While many would reject the above reasons, they still want to be parents. And this desire is large and looms over us. Some do not feel it as keenly as others, but it nestles in our hearts like thorny spurs, urging us onward. But what does this desire promise? After all, giving into hunger promises satisfaction, sleep promises rest, sex promises pleasure. But what does the desire for children promise?

Nothing. We have wishes and desires, but there is no promise of good times ahead. You could be the best parent in the world and your child could still make all of the wrong choices or evil people can impose their wickedness on them. You have no idea if your child will love you or hate you or not care. You can probably guarantee a lifetime of anxiety. I am in my mid 30's and I'm sure my parents still worry about me. When a child enters the world, a perpetual knot enters the stomach of the parent, and I don't think it ever goes away.

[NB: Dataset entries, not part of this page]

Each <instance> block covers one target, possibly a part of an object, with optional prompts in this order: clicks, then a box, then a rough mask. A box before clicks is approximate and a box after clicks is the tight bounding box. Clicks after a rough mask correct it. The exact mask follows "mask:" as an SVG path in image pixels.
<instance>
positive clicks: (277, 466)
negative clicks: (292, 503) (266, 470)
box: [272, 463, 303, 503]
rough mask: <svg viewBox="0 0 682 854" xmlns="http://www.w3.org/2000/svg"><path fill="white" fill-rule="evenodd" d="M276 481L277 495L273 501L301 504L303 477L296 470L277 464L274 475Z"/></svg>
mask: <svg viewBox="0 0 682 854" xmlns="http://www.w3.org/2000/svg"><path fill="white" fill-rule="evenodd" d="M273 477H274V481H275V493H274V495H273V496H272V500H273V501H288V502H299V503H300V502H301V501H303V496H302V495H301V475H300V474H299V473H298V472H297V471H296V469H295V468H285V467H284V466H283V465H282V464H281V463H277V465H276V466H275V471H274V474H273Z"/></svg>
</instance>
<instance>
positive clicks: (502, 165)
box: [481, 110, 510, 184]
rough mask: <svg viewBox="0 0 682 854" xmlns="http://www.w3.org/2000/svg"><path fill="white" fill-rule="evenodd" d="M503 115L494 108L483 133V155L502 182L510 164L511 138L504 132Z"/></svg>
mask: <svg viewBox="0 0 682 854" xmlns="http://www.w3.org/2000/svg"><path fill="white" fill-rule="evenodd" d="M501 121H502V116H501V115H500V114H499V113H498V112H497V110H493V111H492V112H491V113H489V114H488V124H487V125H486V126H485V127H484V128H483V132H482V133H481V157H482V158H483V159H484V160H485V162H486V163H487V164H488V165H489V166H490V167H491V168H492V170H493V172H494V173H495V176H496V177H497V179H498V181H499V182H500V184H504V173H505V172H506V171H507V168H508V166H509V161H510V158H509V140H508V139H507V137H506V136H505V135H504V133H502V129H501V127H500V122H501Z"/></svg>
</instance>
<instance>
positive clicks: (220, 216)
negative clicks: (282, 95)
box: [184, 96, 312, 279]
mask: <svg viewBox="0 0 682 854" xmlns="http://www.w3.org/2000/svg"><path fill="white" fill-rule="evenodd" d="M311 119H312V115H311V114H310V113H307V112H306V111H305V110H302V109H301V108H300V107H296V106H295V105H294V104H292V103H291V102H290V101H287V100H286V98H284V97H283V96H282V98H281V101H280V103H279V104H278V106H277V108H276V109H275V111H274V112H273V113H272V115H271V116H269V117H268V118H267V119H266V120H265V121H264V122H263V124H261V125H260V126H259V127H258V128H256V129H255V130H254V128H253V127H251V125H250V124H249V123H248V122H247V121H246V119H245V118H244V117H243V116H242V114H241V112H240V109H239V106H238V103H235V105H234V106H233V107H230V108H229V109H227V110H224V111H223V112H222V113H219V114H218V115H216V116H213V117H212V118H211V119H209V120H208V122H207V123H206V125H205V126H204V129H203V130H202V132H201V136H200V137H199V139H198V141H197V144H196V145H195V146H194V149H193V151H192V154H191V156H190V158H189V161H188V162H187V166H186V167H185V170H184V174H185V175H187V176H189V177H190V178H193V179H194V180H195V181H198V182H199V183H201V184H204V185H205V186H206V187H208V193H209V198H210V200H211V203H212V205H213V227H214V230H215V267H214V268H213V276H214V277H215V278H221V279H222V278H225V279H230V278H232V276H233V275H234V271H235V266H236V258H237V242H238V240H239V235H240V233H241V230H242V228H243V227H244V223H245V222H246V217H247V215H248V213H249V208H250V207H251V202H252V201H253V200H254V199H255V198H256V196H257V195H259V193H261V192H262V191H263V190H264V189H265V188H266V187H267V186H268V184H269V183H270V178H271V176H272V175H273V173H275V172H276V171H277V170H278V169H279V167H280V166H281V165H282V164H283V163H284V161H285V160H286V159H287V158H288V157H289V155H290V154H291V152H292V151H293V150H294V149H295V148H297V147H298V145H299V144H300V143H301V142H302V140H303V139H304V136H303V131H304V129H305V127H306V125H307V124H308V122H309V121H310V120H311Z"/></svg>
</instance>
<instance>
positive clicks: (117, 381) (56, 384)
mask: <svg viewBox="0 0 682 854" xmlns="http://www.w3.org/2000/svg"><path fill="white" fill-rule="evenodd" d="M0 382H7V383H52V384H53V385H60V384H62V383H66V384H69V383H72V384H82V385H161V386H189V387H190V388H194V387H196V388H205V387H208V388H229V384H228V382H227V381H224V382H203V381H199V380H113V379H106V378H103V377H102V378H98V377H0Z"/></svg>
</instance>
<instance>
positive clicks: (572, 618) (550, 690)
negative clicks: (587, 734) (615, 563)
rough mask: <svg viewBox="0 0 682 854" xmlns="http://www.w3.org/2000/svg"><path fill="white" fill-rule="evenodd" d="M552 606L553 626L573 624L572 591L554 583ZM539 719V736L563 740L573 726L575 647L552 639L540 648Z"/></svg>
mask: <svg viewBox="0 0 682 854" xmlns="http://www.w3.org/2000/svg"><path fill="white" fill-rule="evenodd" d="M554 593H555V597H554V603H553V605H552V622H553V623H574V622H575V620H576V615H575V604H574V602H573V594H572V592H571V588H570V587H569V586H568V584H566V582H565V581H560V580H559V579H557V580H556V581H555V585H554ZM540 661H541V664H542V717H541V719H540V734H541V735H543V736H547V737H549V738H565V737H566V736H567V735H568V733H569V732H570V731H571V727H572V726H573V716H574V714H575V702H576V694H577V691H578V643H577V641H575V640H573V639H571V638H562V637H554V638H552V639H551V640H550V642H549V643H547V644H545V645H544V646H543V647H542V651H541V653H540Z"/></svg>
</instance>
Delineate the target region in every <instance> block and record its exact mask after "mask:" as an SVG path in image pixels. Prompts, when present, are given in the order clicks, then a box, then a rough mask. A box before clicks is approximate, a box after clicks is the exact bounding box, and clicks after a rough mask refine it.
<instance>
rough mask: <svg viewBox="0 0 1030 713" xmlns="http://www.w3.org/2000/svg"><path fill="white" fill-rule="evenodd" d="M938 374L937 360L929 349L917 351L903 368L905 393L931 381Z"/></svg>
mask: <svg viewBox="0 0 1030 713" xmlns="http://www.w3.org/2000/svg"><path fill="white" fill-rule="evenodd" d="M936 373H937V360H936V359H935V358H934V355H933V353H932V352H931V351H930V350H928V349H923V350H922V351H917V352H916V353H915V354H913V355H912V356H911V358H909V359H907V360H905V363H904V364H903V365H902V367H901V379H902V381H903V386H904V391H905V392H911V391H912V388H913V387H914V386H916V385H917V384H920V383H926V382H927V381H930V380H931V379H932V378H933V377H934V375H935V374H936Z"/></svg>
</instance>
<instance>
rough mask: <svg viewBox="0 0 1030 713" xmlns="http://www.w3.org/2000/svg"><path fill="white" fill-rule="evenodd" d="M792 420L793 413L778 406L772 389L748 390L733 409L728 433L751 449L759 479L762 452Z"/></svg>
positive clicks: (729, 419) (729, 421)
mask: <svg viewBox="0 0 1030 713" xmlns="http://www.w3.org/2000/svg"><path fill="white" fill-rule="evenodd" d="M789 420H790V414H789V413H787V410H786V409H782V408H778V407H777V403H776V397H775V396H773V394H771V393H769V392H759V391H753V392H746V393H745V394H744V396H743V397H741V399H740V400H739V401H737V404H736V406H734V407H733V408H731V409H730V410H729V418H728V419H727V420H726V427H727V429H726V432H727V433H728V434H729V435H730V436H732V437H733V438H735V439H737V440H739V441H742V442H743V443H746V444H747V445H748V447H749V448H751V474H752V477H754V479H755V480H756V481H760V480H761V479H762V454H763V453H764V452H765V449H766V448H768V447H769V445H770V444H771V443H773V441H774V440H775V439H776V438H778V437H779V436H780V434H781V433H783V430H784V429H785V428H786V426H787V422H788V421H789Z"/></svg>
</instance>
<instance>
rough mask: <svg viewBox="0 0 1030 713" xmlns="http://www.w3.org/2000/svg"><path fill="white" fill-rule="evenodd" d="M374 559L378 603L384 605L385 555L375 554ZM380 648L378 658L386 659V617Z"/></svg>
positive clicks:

Now I am speaking all from supposition. I do not have children. As I wrote earlier, my wife and I are seeking adoption. But I have had a lot of time to think about it. For some, having children comes easy, for some it is a long difficult effort. When looking to adopt, it is a sustained act of the will that gets you anywhere. And our will has been set for a very long time.

But I had to have a good reason to hold on. I couldn't look to my vanity or desires vicarious living. Having the desire does not justify its satisfaction. I needed another reason.

And this is what I have concluded.

First, the desire for kids is universal. There is something in our bones that demands that we have children. Fr. Larry Richards once told the story about the night before he took his promise of celibacy. He woke up in a cold sweat and said to God, sad and desperately honest, “God, I want kids!” But he knew that he was giving them up forever.

The next day he went be ordained a deacon and he was asked if he would be a celibate for the kingdom. Understanding the sacrifice, he did not hesitate in saying yes. After the ceremony, the children from the youth group he led came to congratulate him and give him a gift. It was a medal of St. Christopher. He thanked them but they yelled at him to turn it over. On the other side was an inscription:

“Congratulations. We Love You. -Larry's Kids.”

In the space of a few minutes, Fr. Larry went from never having kids to having 160 of them. He really is their spiritual father, just as he is to me and thousands of others. He has kids. Fr. Larry said that you cannot out-give God in generosity. And that's when it hit me.

It isn't about generation. It's about generosity.

God made us. He is our ultimate Father. But he didn't need to make us. He was perfectly happy with Himself in Trinity. Perfect love and harmony forever. We cannot make Him any happier, we do not add to his glory. And yet He made us. Not out some kind of need but from the utter overflowing fury of his generosity. He gives us life for no other reason than for our good, not His.

And we are in the imagio Dei. We are made in God's image. We reflect Him. And in His wisdom he placed that generosity into our hearts. But small and simple creatures that we are, the intensity of that generosity is felt like us to be a need. A desire.

A desire for children.

We need to be parents because we need to love. And children require love in ways that parents, friends, and lovers don't. The demand of children is complete and constant. Children require us to give up our lives for them day in and day out. Children require us to be generous. A parent who is not heroically generous to a child is a bad parent. We must empty all of who we are to the child because that is what God Himself did.

On the cross, Jesus held nothing back. There is no limit to how much He loves us. He is the Inferno that gives flame to our candle-hearts. We know it in our souls that our child will have not just part of us, but all of us.

And that is how it should be.

I am bound and focused on one day becoming a father and having my wife be a mother. I am compelled because the love that I see in her, and the pale reflection of it that I return to her, is made to overflow from us. It is made to be finally be incarnate in another. Our child will fill our lives by emptying us. We will be made rich by giving everything away.

And we will be most like God when we give like parents.